Thursday, September 5, 2013

An Apology

I owe you all an apology.

When I started Kicking It Unschool, it was on blogspot (still is, actually). I was a mother poised at the edge of the rabbit hole about to jump with both feet. I knew we were in for a journey, and I wanted to document it. I shared the link with our family because I knew they had questions about why we were pulling Josh (8y) out of school, and why we were basically changing every aspect of our lives as we then knew them. I didn't expect them to read it, and never imagined strangers would read it either. It was for me. No, it was for my boys. One day I could share it with them as a way of saying, "Hey, this parenting thing is hard. I messed up, but I tried my best, even when it was hard. Here is a peak into a part of your lives you likely don't remember, and a version of me you may not otherwise have known."

I didn't take the time to learn to format well on blogspot (sad, right? it's really simple), so adding pictures and videos and what not was irritating. I decided to move to Facebook. It started out alright, but then I fell victim to the numbers. People started liking the page. Other pages I hold in high regard shared my things. THEY liked my page. People seemed interested in what I had to say. And so I lost sight of documenting our journey and started "advocating" for our particular lifestyle.

I started paying attention to allllll the numbers Facebook gave me. Which cities have the most fans? Which countries? How many people saw this post or that? I enjoy every one here, but if I am spending even a minute of my time and energy thinking about Facebook stats, it is one minute too many. It is a minute away from my family and my real responsibilities.

I noticed if I didn't post for a few days my numbers went down, so I started posting sub-par material to fill empty days. I made pictures, because those tend to be more popular, but I didn't care enough to make them really great. I wrote about ideas I had, but didn't take the time to really express my thoughts. I have effectively turned this into a half-assed journal for my inner ramblings, fueled by the hopes of getting anyone to click that "like" button. I have abandoned my original goal of documenting our journey.

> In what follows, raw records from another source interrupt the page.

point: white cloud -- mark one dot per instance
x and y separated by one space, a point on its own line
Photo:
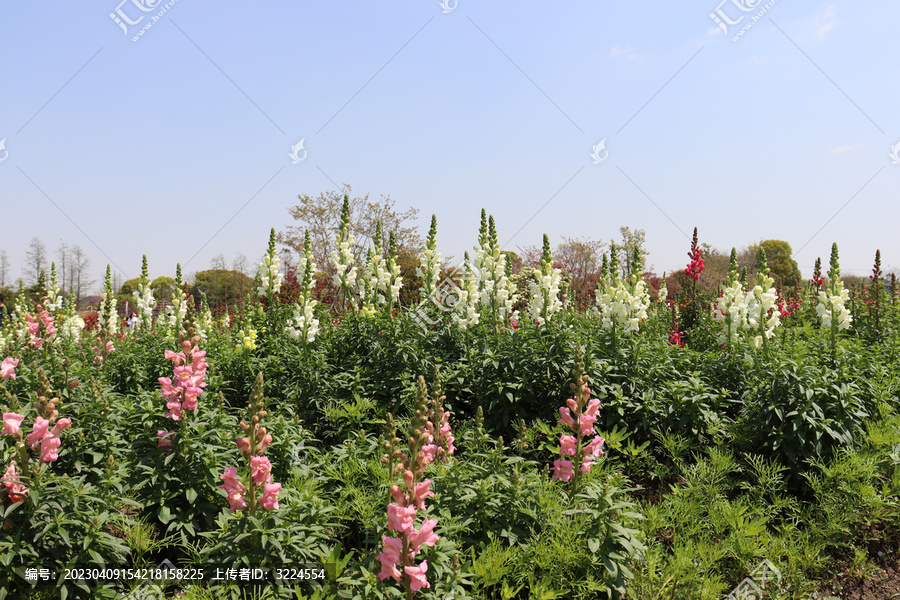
844 148
625 54
814 29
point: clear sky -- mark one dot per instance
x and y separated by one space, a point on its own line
177 145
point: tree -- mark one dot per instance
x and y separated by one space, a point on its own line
163 288
240 264
631 241
79 262
35 260
218 263
4 269
581 259
782 266
322 216
221 287
62 255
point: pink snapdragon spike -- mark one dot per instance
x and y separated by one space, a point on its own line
185 387
252 447
563 470
579 415
14 488
8 367
234 489
417 576
401 518
695 267
260 470
423 536
49 447
12 423
428 439
39 431
390 558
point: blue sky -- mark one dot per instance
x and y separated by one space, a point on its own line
177 145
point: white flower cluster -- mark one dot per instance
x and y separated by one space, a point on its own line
624 307
304 323
495 288
759 303
54 299
731 308
393 288
177 311
466 308
380 283
204 322
145 303
270 276
429 270
831 306
343 259
545 295
71 328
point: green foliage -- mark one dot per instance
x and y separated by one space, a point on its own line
221 287
802 415
782 266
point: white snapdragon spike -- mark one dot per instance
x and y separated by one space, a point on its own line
270 277
466 308
107 316
71 328
429 271
545 296
622 307
304 324
177 311
731 306
759 301
204 322
54 295
145 303
837 304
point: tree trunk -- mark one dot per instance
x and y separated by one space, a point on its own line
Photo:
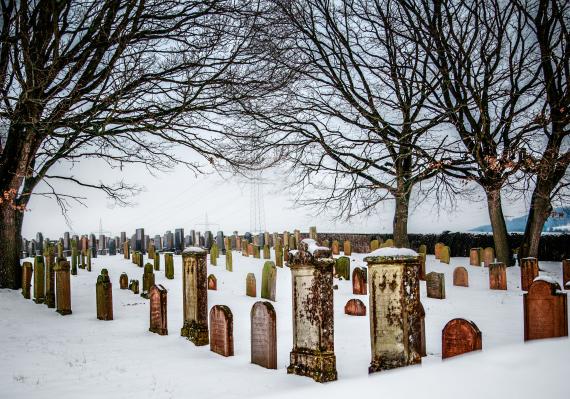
500 235
10 246
400 225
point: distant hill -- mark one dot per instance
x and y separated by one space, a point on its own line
559 222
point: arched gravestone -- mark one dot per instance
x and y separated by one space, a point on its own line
545 310
221 330
355 307
529 271
460 277
497 276
263 335
158 310
268 281
460 336
359 281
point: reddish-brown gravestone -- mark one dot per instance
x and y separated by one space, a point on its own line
221 330
460 336
355 307
460 277
435 283
497 276
529 271
359 281
263 335
212 282
545 310
158 315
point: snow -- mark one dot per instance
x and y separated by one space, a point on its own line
45 354
393 251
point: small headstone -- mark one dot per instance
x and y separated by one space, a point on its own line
250 285
435 283
221 330
460 336
545 310
460 277
263 335
158 310
355 307
497 276
359 281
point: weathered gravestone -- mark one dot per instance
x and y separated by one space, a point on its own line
460 277
460 336
395 325
212 282
342 268
355 307
195 295
263 335
545 310
221 330
158 310
104 296
123 281
250 285
62 287
529 271
435 284
359 281
497 276
268 281
313 317
39 279
27 279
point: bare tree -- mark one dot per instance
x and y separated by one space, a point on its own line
121 80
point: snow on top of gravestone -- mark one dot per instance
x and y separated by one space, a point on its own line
393 251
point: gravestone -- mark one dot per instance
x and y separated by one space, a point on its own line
342 268
221 330
545 310
62 287
250 285
475 256
123 281
460 336
39 279
497 276
27 279
195 295
212 282
435 284
359 283
268 281
460 277
104 296
264 335
529 271
158 310
313 317
395 325
355 307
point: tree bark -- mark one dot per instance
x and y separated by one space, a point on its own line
500 235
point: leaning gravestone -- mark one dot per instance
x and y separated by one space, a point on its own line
545 310
460 336
435 283
158 314
221 330
263 335
268 281
395 325
460 277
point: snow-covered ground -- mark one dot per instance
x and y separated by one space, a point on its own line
44 355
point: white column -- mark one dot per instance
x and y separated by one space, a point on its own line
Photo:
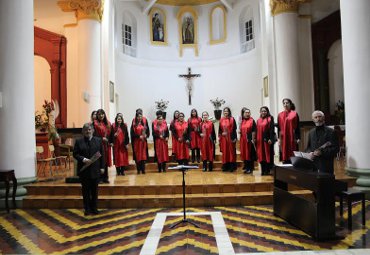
17 123
89 66
287 58
355 21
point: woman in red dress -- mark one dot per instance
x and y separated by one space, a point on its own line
120 141
160 135
194 127
208 138
102 128
227 139
139 134
173 132
265 140
183 140
247 140
288 130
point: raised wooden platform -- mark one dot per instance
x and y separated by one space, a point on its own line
155 189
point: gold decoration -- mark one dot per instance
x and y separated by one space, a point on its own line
84 9
223 39
191 13
283 6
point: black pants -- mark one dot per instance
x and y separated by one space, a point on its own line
90 194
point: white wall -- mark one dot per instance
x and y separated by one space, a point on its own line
226 73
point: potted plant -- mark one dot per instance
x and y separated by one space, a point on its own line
217 103
162 105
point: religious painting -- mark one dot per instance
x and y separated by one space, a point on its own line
187 19
157 19
266 86
188 30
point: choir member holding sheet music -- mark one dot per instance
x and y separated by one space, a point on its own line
160 135
247 140
183 140
227 139
288 130
102 128
265 140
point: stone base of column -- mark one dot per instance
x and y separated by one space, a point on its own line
363 179
20 194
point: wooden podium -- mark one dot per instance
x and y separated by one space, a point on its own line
314 216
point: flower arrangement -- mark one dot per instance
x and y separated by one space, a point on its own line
161 105
45 121
217 103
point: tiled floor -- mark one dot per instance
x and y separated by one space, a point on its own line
223 230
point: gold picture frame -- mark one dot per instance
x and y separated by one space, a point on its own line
266 86
158 26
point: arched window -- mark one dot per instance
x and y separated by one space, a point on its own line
218 24
246 26
129 34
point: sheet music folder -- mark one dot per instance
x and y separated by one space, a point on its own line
181 167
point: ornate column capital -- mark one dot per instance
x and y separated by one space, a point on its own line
84 9
282 6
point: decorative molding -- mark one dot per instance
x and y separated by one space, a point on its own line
150 17
84 9
180 15
223 39
284 6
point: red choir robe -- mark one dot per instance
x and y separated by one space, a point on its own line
120 139
208 140
264 133
227 146
102 130
174 136
288 127
140 146
194 125
247 127
161 145
182 149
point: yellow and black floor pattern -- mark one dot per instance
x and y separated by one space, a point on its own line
250 229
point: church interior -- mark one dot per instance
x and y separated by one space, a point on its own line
63 59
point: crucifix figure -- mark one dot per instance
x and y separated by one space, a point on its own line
189 82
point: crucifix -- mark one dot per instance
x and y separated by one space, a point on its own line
189 81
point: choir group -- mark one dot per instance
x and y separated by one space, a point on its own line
198 135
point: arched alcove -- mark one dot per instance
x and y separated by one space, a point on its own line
52 47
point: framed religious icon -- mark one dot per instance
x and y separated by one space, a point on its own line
187 19
266 86
111 91
158 29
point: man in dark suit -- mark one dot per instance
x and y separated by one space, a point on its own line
322 144
87 149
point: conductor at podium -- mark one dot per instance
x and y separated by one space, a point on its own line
88 151
322 144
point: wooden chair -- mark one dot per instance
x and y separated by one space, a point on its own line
58 159
42 162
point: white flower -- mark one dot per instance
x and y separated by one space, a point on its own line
217 103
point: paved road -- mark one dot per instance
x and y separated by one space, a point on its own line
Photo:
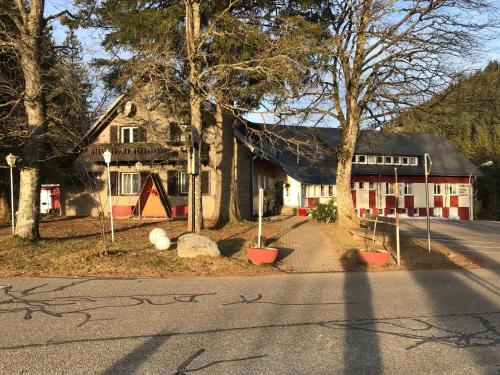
427 322
481 238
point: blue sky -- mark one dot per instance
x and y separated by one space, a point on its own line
91 41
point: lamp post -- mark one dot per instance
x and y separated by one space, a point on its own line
107 159
471 200
427 167
11 161
138 168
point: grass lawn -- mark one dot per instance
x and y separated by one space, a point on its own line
74 247
414 253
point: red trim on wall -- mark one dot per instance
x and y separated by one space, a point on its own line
432 179
390 201
454 201
409 204
438 201
446 212
372 199
463 213
122 211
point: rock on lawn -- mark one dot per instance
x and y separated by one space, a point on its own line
193 245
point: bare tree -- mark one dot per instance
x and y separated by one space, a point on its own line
380 57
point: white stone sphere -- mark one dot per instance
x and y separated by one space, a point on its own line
156 233
162 243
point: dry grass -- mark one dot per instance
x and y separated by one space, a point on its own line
73 247
414 254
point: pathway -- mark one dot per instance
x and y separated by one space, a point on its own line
303 248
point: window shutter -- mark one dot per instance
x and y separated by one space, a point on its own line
172 183
205 182
113 134
144 175
115 182
141 134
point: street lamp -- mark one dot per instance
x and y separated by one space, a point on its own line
471 200
107 159
11 161
138 167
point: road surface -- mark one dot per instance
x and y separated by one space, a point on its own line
422 322
479 238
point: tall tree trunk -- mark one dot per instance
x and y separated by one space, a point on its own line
221 155
28 218
193 44
234 211
4 206
345 206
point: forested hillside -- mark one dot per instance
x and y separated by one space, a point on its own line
468 113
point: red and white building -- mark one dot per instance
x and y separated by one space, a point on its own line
307 181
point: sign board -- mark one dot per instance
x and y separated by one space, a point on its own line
463 190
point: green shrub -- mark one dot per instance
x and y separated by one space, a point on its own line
325 212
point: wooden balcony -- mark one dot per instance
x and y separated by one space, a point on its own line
133 152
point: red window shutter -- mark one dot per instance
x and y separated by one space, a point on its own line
115 183
113 134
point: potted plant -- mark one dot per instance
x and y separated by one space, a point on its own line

I apologize to you. I apologize to my kids. I am sorry I became distracted by the shiny numbers. I need to take a step back and regroup. For the interim period I will schedule some older, truer to my original goal, posts to run on a loop. Unless you've followed for a year now, it will likely be new to you. Thank you all for sticking with me, showing your support, and helping me grow as a person. I will let you know when I decide how things will proceed once I figure it out myself (it may be here, I may move back to blogspot, who knows).